Quando il tumore inizia a crescere di dimensione, compaiono i primi sintomi di tipo urinario, come necessità di urinare spesso, ematuria, emospermia e la sensazione di non avere mai la vescica vuota.

Quali sono i sintomi delle metastasi del tumore alla prostata?

In generale, i sintomi rilevati sono stanchezza, malessere e dimagrimento.
Come anticipato, gli organi coinvolti dalla progressione del tumore alla prostata metastatico sono: le ossa, i linfonodi, i polmoni e il fegato.

I sintomi variano in base alla localizzazione delle metastasi.
Nel tumore alla prostata metastasi ossee, più dell’80% dei pazienti presenta lesioni scheletriche, avvertendo forti dolori, fratture e compressione del midollo spinale.
Quando il cancro è esteso ai linfonodi, essi sono ingrossati e duri ed è frequente la comparsa del linfedema, perché le cellule tumorali non permettono il normale deflusso della linfa.

Nel caso del fegato, i pazienti soffrono di malessere generalizzato, perdita di appetito e di peso, ascite, ittero e prurito sulla pelle; mentre nel caso della diffusione ai polmoni, sono frequenti fiato corto, tosse, versamento di liquido nella cavità pleurica e infezioni polmonari.

Terapie ormonali nella cura del tumore

In base all’uso delle terapie atte a controllare l’espansione delle metastasi, distinguiamo due tipi di tumore: ormono-sensibile (deprivazione androgenica) e resistente alla castrazione.
Nel primo caso, il tumore risponde positivamente alla terapia ormonale, che è usata per ridurre i livelli di ormoni maschili come il testosterone e gli androgeni.
Gli ormoni sessuali maschili sono responsabili, infatti, della crescita del tumore, quindi controllarli significa rallentare la malattia.

Esistono registri diversi di terapia ormonale, spesso usati in sequenza, che hanno condotto a ottimi risultati nel miglioramento della qualità e aspettativa di vita.

La chemioterapia affianca la cura ormonale.
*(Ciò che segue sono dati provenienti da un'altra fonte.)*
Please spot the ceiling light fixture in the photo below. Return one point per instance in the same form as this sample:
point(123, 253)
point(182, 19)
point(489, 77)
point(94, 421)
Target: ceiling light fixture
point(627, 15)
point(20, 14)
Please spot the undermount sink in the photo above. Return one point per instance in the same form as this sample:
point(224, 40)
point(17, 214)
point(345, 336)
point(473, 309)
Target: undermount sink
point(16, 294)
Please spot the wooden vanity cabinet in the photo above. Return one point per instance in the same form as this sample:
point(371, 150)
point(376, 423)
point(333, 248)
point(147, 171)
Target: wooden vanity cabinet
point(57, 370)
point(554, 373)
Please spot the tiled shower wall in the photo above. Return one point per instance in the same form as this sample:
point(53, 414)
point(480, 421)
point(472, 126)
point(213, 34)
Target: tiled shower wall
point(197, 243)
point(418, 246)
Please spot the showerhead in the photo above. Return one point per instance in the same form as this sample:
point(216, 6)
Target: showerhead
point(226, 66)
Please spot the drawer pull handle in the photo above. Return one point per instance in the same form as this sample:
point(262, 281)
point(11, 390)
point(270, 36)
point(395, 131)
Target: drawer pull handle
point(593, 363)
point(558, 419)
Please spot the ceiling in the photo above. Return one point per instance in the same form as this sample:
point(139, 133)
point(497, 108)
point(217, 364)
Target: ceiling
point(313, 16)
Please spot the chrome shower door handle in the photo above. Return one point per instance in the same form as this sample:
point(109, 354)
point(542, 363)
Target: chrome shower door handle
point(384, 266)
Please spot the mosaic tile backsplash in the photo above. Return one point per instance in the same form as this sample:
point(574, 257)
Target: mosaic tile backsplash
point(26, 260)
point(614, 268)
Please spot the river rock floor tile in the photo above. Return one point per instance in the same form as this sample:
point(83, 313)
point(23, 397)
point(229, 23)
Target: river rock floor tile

Nel tumore prostatico resistente alla castrazione, il paziente è resistente all’eliminazione degli ormoni maschili sia tramite la chirurgia che la terapia ormonale.
In questi casi, si fa ricorso alla chemioterapia in aggiunta alla terapia ormonale, con l’uso del docetaxel, per via endovenosa.
Quando il tumore è esteso a livello osseo, si privilegia la terapia radiometabolica: alcuni radiofarmaci riescono a trovare posizione nelle aree di turnover osseo e distruggere le cellule tumorali.
Infine, le terapie a bersaglio molecolare e gli inibitori di PARP hanno ottenuto ottimi risultati nelle ricerche, soprattutto con pazienti con mutazioni BRCA.

Conclusione:

Il carcinoma prostatico è diventato, negli ultimi anni, il più diffuso tra la popolazione maschile, ma terapie personalizzate e innovative hanno portato a un decremento della mortalità e a una prognosi migliore per i malati affetti dalle forme più aggressive.